On Wed, Nov 23, 2016 at 12:35 PM, Jonathan Wilkes <jancsika at yahoo.com> wrote:
> In this case, I'd probably rather see a hybrid approach where a second buffer is already waiting. Then you could give "clear 300", and it would switch to the empty buffer immediately while guaranteeing that the other one is clear in 300ms. But this is maybe too complicated for the user, and uses too much memory?
Matt,In the user reports, what is the average size of the buffer? Are we really talking about buffers greater than, say, 1000ms?
This sounds like premature optimization to me.

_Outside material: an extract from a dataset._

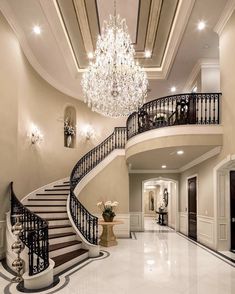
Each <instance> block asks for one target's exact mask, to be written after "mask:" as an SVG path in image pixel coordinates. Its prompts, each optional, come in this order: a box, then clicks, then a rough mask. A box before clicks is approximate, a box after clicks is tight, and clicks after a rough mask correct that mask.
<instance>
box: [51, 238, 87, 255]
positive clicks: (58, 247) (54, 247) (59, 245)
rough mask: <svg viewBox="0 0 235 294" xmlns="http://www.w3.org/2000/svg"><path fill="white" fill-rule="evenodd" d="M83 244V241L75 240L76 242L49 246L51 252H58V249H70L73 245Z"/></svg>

On Tue, Nov 22, 2016 at 7:32 AM, Ivica Bukvic <ico at vt.edu> wrote:
For clear, I can imagine having a second empty memory buffer being created while delay continues to use the populated one until the memory allocation is complete. At that point a simple change in the pointer should suffice, after which the old buffer gets trashed. This would break determinacy, so perhaps a separate argument could be used to enable this option in which case the object could get another outlet that sends a bang when the procedure is complete.Best,--
Ivica Ico Bukvic, D.M.A.
ICAT Senior Fellow
Director -- DISIS, L2Ork
School of Performing Arts – 0141
Blacksburg, VA 24061
ico at vt.edu
On Nov 22, 2016 00:07, "Matt Barber" <brbrofsvl at gmail.com> wrote:
Hi list; thanks for a wonderful PdCon (to Stevens and NYU people especially).

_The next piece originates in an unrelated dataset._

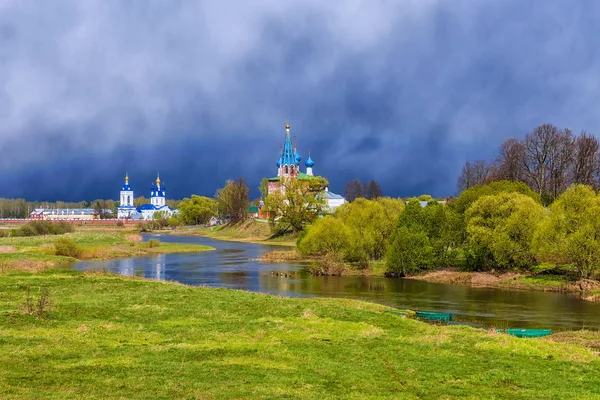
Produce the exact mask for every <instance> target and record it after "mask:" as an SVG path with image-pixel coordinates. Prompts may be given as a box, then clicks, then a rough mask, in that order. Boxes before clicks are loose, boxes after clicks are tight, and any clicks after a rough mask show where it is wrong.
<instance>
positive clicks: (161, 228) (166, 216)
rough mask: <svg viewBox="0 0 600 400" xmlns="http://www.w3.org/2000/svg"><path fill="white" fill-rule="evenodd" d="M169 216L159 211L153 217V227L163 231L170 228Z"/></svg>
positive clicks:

I had a quick chat with Miller after the "future of Pd" discussion. I told him there is one feature I've heard Pd users ask for many times: a "clear" method for [delwrite~]. A [delwrite~] resize method is something I've heard brought up a number of times as well, but I didn't mention it.
Each of these has a runtime cost that could disrupt the realtime dsp calculation. Clearing a [delwrite~] is a linear-time operation, and for long delay lines it could cause audio dropouts; resizing is more problematic because it's not clear what to do with samples already in the delay line – probably it would need to be cleared as well, which would take even more time (although there is already an indirect resize function when sample rate is changed).
On the other hand, Pd arrays can be resized and cleared (const 0) ad libitum, which is more or less the same operation. We usually tell users 'do this at your own risk when computing audio.'
So what is the main difference? I think it's that [delwrite~] is a tilde object that is supposed not to cause dropouts on its own. If clearing it could cause a dropout, there are reasons for thinking of that as a bug rather than simply a risk.
Is there a compromise procedure? We could add an option to spread the clearing out over time. For instance "clear 5000" would mean "clear the delay line over the next 5000 ms." A second argument would let the user choose whether to preferentially preserve the most recent samples or the oldest samples. Given only a time argument, default would be to preserve oldest samples (less work has to be done overall since the write pointer would also be filling the line with zeroes). Without a time argument (i.e. "clear" with no arguments), the default would be to clear it immediately with the understanding that there could be a possible dropout.
A broader topic for another time would be "what Pd operations are/should be realtime, and which are best at load time?"